O estudo realizado por Fridell et al. (2008) apresentou uma nova abordagem para a avaliação da relação do uso de drogas e o crime na medida em que propôs avaliar os abusadores de drogas em relação à prevalência de transtorno de personalidade antissocial. O transtorno de personalidade antissocial pode ser caracterizado como um padrão permanente de comportamento de desrespeito e violação aos direitos e sentimentos dos outros (DSM-IV - Manual Diagnóstico e Estatístico de Transtornos Mentais, 1995) e apresenta um prognóstico reservado de tratamento.
No estudo citado, foram avaliadas 1.052 pessoas admitidas entre 1977 e 1995 em um programa de desintoxicação para drogas em curto prazo. Com a justiça criminal, foram levantados dados relativos a crimes realizados desde o momento da internação até o ano de 2004 ou até o óbito dessas pessoas.
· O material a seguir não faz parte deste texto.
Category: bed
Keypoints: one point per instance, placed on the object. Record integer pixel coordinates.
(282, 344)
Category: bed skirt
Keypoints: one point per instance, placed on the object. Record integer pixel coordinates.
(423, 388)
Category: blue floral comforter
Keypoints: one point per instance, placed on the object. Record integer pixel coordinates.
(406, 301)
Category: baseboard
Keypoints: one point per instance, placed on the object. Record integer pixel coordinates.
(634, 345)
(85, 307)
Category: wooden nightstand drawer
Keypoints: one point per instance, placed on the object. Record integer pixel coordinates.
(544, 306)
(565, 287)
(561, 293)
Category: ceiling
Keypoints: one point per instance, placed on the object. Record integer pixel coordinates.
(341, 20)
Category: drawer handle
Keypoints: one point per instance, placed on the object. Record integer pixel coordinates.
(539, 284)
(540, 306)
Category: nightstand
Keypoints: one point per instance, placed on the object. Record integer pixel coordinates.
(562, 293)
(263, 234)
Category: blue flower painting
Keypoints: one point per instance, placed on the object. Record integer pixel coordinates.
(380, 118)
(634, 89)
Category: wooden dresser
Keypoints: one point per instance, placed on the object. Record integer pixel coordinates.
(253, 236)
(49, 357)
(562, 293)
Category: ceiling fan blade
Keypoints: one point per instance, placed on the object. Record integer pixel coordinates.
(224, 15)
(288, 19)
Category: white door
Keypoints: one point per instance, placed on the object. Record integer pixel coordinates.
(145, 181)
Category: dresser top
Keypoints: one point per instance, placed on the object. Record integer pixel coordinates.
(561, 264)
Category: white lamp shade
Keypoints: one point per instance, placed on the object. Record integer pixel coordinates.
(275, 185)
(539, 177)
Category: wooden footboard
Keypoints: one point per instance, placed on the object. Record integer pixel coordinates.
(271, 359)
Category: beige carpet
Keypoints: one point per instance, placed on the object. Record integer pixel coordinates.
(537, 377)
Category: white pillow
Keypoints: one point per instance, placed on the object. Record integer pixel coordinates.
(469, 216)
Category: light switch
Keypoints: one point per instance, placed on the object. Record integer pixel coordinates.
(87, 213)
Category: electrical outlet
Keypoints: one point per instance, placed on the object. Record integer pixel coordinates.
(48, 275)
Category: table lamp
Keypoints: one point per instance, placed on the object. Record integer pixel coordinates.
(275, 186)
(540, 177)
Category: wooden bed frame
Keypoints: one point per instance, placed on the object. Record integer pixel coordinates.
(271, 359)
Os resultados do estudo revelaram que 90% das pessoas avaliadas obtiveram um registro de crime pelo menos uma vez na vida. Os homens obtiveram mais registros de crimes que as mulheres, bem como os mais jovens comparativamente aos mais velhos.
As drogas estimulantes (principalmente a anfetamina) foram associadas com a prevalência de variados tipos de crimes. Os opiáceos (especialmente a heroína) foram relacionados ao roubo e à fraude. Os usuários de maconha apresentaram uma tendência menor para o crime. Segundo os pesquisadores, esses aspectos podem ser explicados pelo fato dos estimulantes causarem um julgamento com prejuízos, impulsividade e agressividade. Já os usuários de opiáceos podem ter sido levados a atos criminosos para conseguirem a droga.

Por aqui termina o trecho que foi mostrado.